Мамми я видел нечасто. Я начал понимать, что она тоже очень занята, хотя она приходила ко мне не позже чем через час после моей просьбы, и никогда не торопилась уйти.
Она не была ни сиделкой, ни врачом. За мной ухаживал целый штат ветеринаров, ловивших каждый удар моего сердца. Если я не просил (шепот слышали не хуже крика), они не появлялись, но скоро я понял, что комната была нашпигована микрофонами и телеметрией, как корабль на испытаниях. Кровать моя оказалась устройством, по сравнению с которым наши «искусственное сердце», «искусственные легкие» и «искусственные почки» казались детской коляской рядом со сверхзвуковым лайнером.
Устройства этого я так и не увидел (они никогда не поднимали простыню, разве что когда я спал), но что оно делало, знаю. Оно заставляло тело восстанавливаться — не зарубцовывать ткани, а восстанавливать утраченное. Это умеет любая устрица, а морская звезда делает это так ловко, что вы можете разрубить ее на кусочки и получить тысячу новеньких морских звезд.

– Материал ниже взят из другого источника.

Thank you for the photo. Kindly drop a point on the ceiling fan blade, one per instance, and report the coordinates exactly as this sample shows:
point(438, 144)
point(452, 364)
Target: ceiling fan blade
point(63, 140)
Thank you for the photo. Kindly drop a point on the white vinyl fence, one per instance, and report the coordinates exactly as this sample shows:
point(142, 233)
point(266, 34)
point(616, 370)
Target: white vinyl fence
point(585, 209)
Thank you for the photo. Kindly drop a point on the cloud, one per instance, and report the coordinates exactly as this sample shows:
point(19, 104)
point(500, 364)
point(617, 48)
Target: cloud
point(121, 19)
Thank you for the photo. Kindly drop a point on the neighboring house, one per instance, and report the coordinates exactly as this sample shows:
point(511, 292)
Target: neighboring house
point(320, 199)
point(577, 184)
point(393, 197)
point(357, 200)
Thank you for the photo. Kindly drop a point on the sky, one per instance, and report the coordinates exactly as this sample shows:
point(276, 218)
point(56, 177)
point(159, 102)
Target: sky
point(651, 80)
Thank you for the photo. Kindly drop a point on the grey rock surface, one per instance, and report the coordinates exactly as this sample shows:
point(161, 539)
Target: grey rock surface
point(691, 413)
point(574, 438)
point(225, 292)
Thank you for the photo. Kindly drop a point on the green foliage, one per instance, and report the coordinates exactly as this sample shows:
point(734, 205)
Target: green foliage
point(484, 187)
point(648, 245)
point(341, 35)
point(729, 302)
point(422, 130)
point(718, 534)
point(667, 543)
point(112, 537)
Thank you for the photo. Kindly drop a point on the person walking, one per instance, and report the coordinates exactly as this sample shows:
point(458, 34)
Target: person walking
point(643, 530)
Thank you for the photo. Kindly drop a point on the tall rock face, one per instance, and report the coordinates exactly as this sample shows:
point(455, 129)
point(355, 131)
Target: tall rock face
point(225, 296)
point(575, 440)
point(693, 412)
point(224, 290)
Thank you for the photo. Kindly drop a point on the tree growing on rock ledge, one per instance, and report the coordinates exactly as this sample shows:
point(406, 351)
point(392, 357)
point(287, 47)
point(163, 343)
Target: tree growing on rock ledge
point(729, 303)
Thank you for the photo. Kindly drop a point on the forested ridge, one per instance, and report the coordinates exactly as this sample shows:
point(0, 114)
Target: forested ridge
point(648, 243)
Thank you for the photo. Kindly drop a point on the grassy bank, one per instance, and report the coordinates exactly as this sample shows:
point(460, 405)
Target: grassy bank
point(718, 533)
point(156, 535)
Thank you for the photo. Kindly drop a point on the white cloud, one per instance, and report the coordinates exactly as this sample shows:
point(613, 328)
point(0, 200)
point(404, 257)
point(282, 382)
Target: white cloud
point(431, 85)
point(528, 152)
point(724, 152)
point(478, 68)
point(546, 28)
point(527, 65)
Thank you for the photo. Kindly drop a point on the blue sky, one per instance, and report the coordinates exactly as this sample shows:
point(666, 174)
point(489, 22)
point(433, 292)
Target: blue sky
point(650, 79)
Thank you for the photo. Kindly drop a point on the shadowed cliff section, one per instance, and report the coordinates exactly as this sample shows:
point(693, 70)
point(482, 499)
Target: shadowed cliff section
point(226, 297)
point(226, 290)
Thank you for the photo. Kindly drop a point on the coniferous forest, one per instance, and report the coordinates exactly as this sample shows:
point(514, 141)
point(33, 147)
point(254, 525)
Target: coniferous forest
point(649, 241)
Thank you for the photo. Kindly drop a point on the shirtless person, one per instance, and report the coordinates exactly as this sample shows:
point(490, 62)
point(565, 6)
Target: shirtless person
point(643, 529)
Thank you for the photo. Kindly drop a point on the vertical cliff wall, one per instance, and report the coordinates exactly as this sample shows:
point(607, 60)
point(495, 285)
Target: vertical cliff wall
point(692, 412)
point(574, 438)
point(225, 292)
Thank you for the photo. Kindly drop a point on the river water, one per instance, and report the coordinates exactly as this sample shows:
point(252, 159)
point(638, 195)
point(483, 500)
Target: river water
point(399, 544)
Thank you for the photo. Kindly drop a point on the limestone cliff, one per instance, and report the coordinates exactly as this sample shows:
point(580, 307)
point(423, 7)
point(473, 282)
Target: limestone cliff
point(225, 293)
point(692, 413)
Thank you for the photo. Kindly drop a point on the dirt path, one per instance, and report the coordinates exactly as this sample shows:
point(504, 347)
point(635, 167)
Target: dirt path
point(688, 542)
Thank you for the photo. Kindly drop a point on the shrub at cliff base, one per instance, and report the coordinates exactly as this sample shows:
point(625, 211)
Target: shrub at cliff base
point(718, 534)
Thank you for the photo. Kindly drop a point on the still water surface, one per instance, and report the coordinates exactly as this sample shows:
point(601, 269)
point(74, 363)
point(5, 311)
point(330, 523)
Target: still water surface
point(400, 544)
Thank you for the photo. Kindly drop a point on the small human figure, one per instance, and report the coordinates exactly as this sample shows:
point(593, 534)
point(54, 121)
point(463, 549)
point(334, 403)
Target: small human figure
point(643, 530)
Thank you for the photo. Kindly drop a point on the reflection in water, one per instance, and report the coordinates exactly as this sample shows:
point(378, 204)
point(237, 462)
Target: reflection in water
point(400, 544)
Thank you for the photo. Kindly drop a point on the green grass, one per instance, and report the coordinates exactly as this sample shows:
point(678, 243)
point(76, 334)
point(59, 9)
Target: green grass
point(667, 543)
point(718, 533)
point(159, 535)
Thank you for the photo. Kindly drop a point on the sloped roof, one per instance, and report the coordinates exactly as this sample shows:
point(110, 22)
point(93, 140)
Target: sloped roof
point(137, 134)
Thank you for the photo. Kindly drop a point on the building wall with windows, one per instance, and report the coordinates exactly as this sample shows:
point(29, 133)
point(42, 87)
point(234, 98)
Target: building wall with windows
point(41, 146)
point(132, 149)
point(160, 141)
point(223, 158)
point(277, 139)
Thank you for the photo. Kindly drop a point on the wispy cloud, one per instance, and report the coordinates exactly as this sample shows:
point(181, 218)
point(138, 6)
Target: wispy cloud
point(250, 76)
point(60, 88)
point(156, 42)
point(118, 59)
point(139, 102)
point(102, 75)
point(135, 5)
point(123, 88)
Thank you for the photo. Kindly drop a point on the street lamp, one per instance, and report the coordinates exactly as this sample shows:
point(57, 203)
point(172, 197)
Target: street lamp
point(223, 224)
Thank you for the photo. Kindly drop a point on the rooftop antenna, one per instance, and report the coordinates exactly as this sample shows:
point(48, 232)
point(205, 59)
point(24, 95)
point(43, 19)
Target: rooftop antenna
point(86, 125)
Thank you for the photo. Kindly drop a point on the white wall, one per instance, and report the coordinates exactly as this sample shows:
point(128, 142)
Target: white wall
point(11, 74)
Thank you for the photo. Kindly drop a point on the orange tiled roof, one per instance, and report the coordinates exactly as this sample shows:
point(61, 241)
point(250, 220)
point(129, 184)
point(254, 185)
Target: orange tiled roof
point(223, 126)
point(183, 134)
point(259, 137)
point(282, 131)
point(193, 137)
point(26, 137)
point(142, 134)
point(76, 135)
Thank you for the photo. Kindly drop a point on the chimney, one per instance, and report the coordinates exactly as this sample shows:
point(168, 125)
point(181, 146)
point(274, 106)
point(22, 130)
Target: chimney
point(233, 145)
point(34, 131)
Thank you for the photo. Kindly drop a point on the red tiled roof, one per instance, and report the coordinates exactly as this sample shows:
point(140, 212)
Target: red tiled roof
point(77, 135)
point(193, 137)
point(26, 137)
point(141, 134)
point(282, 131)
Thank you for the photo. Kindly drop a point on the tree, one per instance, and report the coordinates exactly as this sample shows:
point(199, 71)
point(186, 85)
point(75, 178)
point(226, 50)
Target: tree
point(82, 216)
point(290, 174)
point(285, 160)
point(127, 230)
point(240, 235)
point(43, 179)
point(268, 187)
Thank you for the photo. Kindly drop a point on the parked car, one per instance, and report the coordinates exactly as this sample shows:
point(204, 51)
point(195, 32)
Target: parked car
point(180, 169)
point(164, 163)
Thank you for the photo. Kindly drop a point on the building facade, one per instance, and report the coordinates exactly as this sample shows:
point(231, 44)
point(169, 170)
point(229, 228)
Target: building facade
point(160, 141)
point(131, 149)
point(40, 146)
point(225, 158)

Этот фокус способно проделать любое животное, поскольку каждая его клетка содержит полный набор генов. Но мы несколько миллионов лет назад утратили это свойство. Известно, что наука пытается восстановить его; вам, может быть, попадались статьи — оптимистические в Ридерс Дайджест, разочарованные в Сайентифик Мансли, совсем дурацкие в журналах, «научные редакторы» которых, видимо, выросли на фильмах ужасов. Но работа идет. Когда-нибудь в будущем, если кто-то случайно и умрет, то разве что от потери крови по дороге в больницу.
А здесь у меня оказалась прекрасная возможность узнать об этом все — но не вышло.
Я пытался. Хоть сами процедуры и не беспокоили меня (Мамми велела не волноваться и каждый раз, навещая меня, повторяла внушение, глядя в глаза), все же мне нравилось быть пытливым, словно Чибис.
Возьмите дикаря из такой глуши джунглей, что там еще не слышали слова «рассрочка платежа». Пусть у него будет коэффициент интеллекта 190, и бес любопытства, как у Чибис. Поместите его в атомные лаборатории Брукхейвен.{41} Много он узнает? Даже со всей мыслимой помощью?
Он узнает, какие коридоры куда ведут, и что пурпурный трилистник означает «Опасность!».
И все. Не потому, что ему не дано разобраться; мы условились, что он супергений — но ему понадобится учиться лет двадцать, чтобы он смог задавать нужные вопросы и понимать ответы.